Il frappe les trois coups avec son pilon. Le rideau de vapes se lève, j’ouvre les yeux. Le premier acte de cette nouvelle matinée commence.

Le « moustachunijambiste » me larde de coups de canne.

— Vite ! Vite ! aboie-t-il.

— Hein, quoi ? demandé-je en français, puis en anglais.

— Remuez-vous, espèce de chien galeux ! vocifère l’ancien bijambiste.

Et le v’là qui se remet à me tisonner les cerceaux. Oh pardon ! J’ai le réveil teigneux dans ces cas-là. Faudrait pas confondre San-Antonio avec Sans-rien-dans-son-froc !

Je saisis l’extrémité de sa canne, d’une torsion je lui fais lâcher prise et d’un mouvement superbe la casse en deux sur mon genou.

Le geôlier du Bengale pousse un miaulement de félin qui vient d’avoir la queue coincée dans la portière de sa ménagerie ambulante.

— Passez immédiatement les menottes à cette bête puante, Smith ! mugit-il (le miaulement ne lui suffisant plus à extérioriser sa rancœur). Et il dégaine un pistolet de sa vareuse.

— Essayez seulement de lever le petit doigt et je vous tue comme un cancrelat, m’avertit le moustachuchef. Ça fera les économies d’un procès à la Couronne.

Un instant, je lutte contre l’âpre désir de filet un coup de boule dans les végétations de Smith et de foutre le camp, seulement je m’adjure de n’en rien faire car un tel comportement n’arrangerait guère mes bidons. Avec un soupir je tends mes poignets à l’assistant Peau-de-vache.

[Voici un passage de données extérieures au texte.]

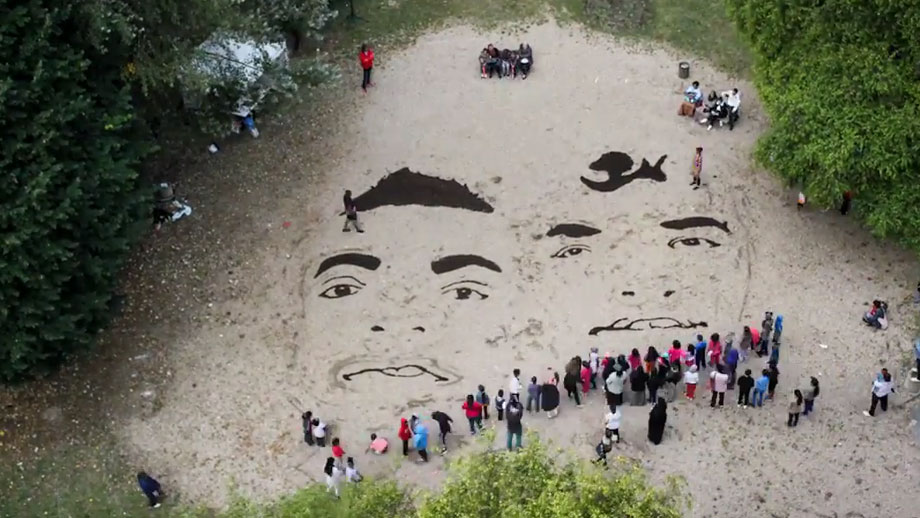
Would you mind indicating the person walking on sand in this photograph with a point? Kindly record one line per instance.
(514, 386)
(795, 408)
(405, 433)
(151, 488)
(366, 57)
(444, 421)
(691, 378)
(473, 411)
(697, 168)
(333, 477)
(881, 388)
(745, 384)
(351, 214)
(549, 394)
(515, 428)
(810, 394)
(719, 385)
(657, 418)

— Cher geôlier, dis-je, ignorez-vous qu’il est interdit à un gardien de molester un prévenu ? Vous pourriez bien avoir droit à votre mise à la retraite définitive d’ici pas longtemps.

— Et vous, c’est à une corde de chanvre que vous aurez droit, espèce de chacal pestilentiel, lance mon tortionnaire qui possède une belle réserve d’invectives un peu surannées certes, mais exquises.

En route ! ajoute-t-il. Votre bras, Smith !

Privé de sa canne, il doit s’appuyer sur l’ahuri de service pour marcher, on forme un mignon cortège tous les trois, dans le couloir malodorant de la maison d’arrêt.

Le couloir arpenté, nous débouchons dans une pièce assez vaste et d’aspect vachement gourmé.

L’atmosphère qui y règne est un peu celle d’un temple réformé. Des boiseries sombres garnissent les murs. Un immense crucifix constitue l’unique décoration des lieux. Sculpté par un ciseau anglais, il n’a pas l’air tellement chrétien, Jésus. Il ressemble plus à Lawrence d’Arabie qu’au Rédempteur que nous concevons, nous autres chauds latins.

J’avise plusieurs stalles qui achèvent de donner à l’endroit son ambiance solennelle ; elles se situent à gauche d’une table recouverte d’un tapis vert.

Face à la table plusieurs fauteuils sont rangés. Des gens intimidés ont pris place sur (et dans) les stalles : des hommes et des dames mal fagotés, aux attitudes gauches.

Un zig coiffé d’une perruque blanche frisée, qui le fait ressembler tout à la fois à la statue d’Ouser (gouverneur de Thèbes) et à une couverture du Chasseur français représentant un épagneul-breton sur le sentier du faisan pénètre dans la salle, sitôt qu’on m’a fait asseoir dans l’un des fauteuils.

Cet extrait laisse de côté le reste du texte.